But for the rest of us ENGLISH and IRISH football supporters here's a quick guide to some useful Korean phrases that may come in handy over the coming few weeks.

1) That's not right.......................Sum Ting Wong
2) Are you harboring a fugitive......Hu Yu Hai Ding
3) See me ASAP.........................Kum Hia
4) Stupid Man............................Dum Gai
5) Small Horse...........................Tai Ni Po Ni
6) Did you go to the beach.............Wai Yu So Tan
7) I bumped the coffee table...........Ai Bang Mai Ni
8) I think you need a face lift..........Chin Tu Fat
9) It's Very dark in here................Wao So Dim
10) I Thought you were on a diet.......Wai Yu Mun Ching
11) This is a tow away zone.............No Pah King
12) Our meeting is scheduled for next week............Wai Yu Kum Nao
13) Staying out of sight...................Lei Ying Lo
14) He's cleaning his automobile .......Wa Shing Ka
15) Your body odor is offensive.........Yu Stin Ki Pu
16) Great....................................Fa Kin Su Pah


Oh and on the subject of football.....


Gerrard Houliers new striker

Gerrard Houlier was looking to sign some new players to help Liverpools title push, so he sent his chief scout to Afghanistan to search for some new talent. Sure enough, the scout finds an outstanding 18 year old striker and immediately signs him on a 3 year deal. On getting back to England, Gerrard takes one look at him in training and immediately puts him in the starting line up for the big home game against Arsenal. The new lad is fantastic, he scores a hat trick and creates four more as Liverpool romp it 7-0. Ecstatic after the game the lad phones his mum to tell her the good news.

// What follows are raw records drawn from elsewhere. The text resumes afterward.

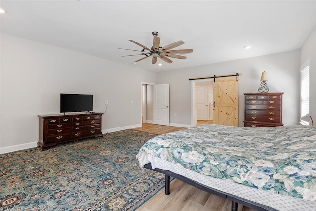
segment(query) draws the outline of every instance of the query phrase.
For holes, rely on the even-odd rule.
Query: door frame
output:
[[[156,84],[155,83],[152,83],[150,82],[141,82],[140,83],[140,93],[141,93],[141,97],[140,97],[140,124],[141,125],[142,125],[143,123],[142,122],[142,106],[143,106],[143,85],[156,85]],[[153,116],[154,116],[154,93],[152,93],[152,94],[153,95],[153,102],[152,103],[152,110],[153,110],[153,113],[152,113],[152,120],[153,120]]]

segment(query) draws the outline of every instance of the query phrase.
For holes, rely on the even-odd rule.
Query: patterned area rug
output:
[[[0,155],[0,210],[134,210],[163,188],[136,155],[157,135],[131,129]]]

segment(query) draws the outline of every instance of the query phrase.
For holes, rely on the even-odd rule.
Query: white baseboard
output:
[[[103,134],[105,134],[105,133],[107,133],[108,132],[116,132],[118,131],[120,131],[120,130],[124,130],[125,129],[132,129],[133,128],[136,128],[136,127],[142,127],[142,124],[136,124],[136,125],[132,125],[130,126],[124,126],[122,127],[116,127],[116,128],[112,128],[111,129],[104,129],[102,130],[102,133]]]
[[[191,126],[190,125],[185,125],[185,124],[179,124],[178,123],[170,123],[169,124],[170,126],[174,126],[174,127],[191,127]]]
[[[36,141],[35,142],[18,144],[17,145],[10,146],[8,147],[0,147],[0,154],[7,153],[8,152],[14,152],[15,151],[36,147],[37,146],[37,141]]]

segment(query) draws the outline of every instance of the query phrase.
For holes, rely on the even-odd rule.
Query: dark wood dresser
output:
[[[259,93],[245,95],[244,127],[282,126],[282,96],[284,93]]]
[[[102,113],[38,115],[38,147],[43,150],[57,144],[91,137],[102,137]]]

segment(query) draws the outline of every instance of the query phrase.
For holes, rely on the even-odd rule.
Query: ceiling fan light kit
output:
[[[184,44],[184,42],[181,40],[169,44],[165,46],[164,47],[161,47],[160,46],[160,37],[158,37],[158,34],[159,33],[158,33],[158,32],[153,32],[152,33],[152,34],[153,35],[153,36],[154,36],[154,38],[153,40],[153,46],[150,49],[136,42],[136,41],[134,41],[132,40],[128,40],[129,41],[131,42],[134,44],[136,44],[137,45],[142,47],[143,49],[142,50],[137,50],[126,48],[118,49],[141,52],[142,53],[140,54],[128,55],[126,56],[122,56],[125,57],[138,55],[145,56],[144,57],[135,61],[135,62],[139,62],[142,60],[143,59],[151,56],[152,57],[152,64],[156,64],[157,62],[157,57],[159,57],[165,62],[170,64],[172,63],[172,60],[167,57],[174,58],[176,59],[185,59],[187,58],[186,56],[177,55],[176,54],[188,53],[192,53],[192,52],[193,52],[193,50],[192,50],[192,49],[168,50]]]

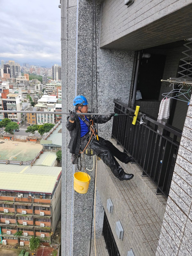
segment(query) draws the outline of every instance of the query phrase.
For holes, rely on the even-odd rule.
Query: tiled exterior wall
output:
[[[98,162],[97,180],[120,255],[126,256],[132,248],[135,256],[155,255],[162,224],[158,215],[162,220],[165,208],[163,204],[166,201],[162,195],[156,197],[154,185],[148,178],[141,177],[142,172],[137,165],[129,163],[122,166],[125,172],[134,174],[131,180],[119,181],[102,161]],[[109,198],[113,204],[112,214],[107,208]],[[123,241],[118,238],[115,232],[119,220],[124,230]]]
[[[182,52],[186,51],[187,48],[184,46],[167,50],[166,51],[166,57],[165,68],[162,79],[166,80],[170,77],[176,77],[178,71],[180,61],[181,58],[185,55]],[[173,89],[172,84],[170,87],[170,84],[162,82],[159,94],[159,100],[161,101],[164,96],[162,94],[171,92]],[[175,86],[174,86],[175,88]]]
[[[191,99],[176,161],[156,256],[192,255],[192,124]]]
[[[61,1],[61,6],[65,4],[65,1]],[[65,35],[62,35],[62,54],[66,54],[66,58],[62,59],[62,67],[66,61],[66,69],[63,69],[62,95],[63,110],[71,109],[72,102],[76,95],[83,95],[86,97],[89,105],[89,109],[91,109],[92,102],[92,15],[91,1],[79,2],[78,44],[77,52],[77,87],[75,88],[75,65],[76,52],[76,2],[74,1],[68,1],[68,8],[67,12],[67,40],[65,45]],[[128,103],[129,92],[132,71],[134,52],[116,50],[106,50],[99,47],[99,38],[100,25],[100,5],[99,2],[96,2],[96,25],[97,28],[97,89],[98,112],[110,113],[114,108],[113,100],[118,98]],[[65,14],[62,13],[62,17]],[[65,19],[62,19],[63,22]],[[63,28],[64,28],[63,26]],[[63,44],[63,43],[62,43]],[[95,84],[95,52],[93,57],[93,84],[92,97],[93,108],[95,111],[96,108],[96,95]],[[64,66],[64,67],[65,66]],[[66,78],[64,78],[65,74]],[[65,98],[65,97],[66,97]],[[67,106],[67,108],[65,106]],[[66,108],[66,109],[65,108]],[[62,166],[62,194],[64,197],[62,200],[63,204],[62,211],[62,244],[65,251],[62,254],[69,255],[70,250],[73,252],[74,256],[84,256],[87,254],[90,242],[91,226],[92,221],[92,205],[93,197],[94,174],[90,175],[91,181],[89,184],[89,193],[82,195],[76,191],[73,194],[73,172],[77,171],[76,166],[73,167],[71,162],[71,154],[68,149],[65,151],[65,147],[67,147],[70,140],[68,131],[65,132],[65,120],[63,122],[62,132],[63,144],[62,151],[63,153]],[[100,134],[108,138],[111,134],[112,122],[99,126]],[[108,132],[106,133],[106,131]],[[86,158],[87,168],[91,169],[92,166],[92,159]],[[74,169],[73,170],[73,167]],[[87,170],[85,171],[87,172]],[[97,198],[97,234],[100,235],[102,232],[102,221],[104,212],[100,205],[99,197]],[[71,213],[73,219],[71,219]],[[71,229],[71,221],[73,229]],[[79,236],[81,232],[81,239]],[[64,236],[65,236],[65,237]],[[72,240],[73,244],[71,245]]]
[[[135,0],[127,8],[124,0],[104,1],[100,46],[151,23],[190,3],[190,0]],[[158,25],[156,33],[160,28]],[[155,28],[155,27],[152,29]]]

"Mum" he says "I've just made my debut and had a great game. The team loves me, the fans love me and the press loves me. Life is great!"

"Well," says his mum "I'm glad life is great for you. Shall I tell you what happened to us today?. Your Dad's been murdered in the street, your sister and I were raped and beaten in broad daylight, and your brother's joined a viscious gang of killers".

"Mum, I don't know what to say. I'm so sorry"

"Sorry?", She yells down the phone, "You're f***ing sorry? It's YOUR f***ing fault we moved to Liverpool in the first place!!"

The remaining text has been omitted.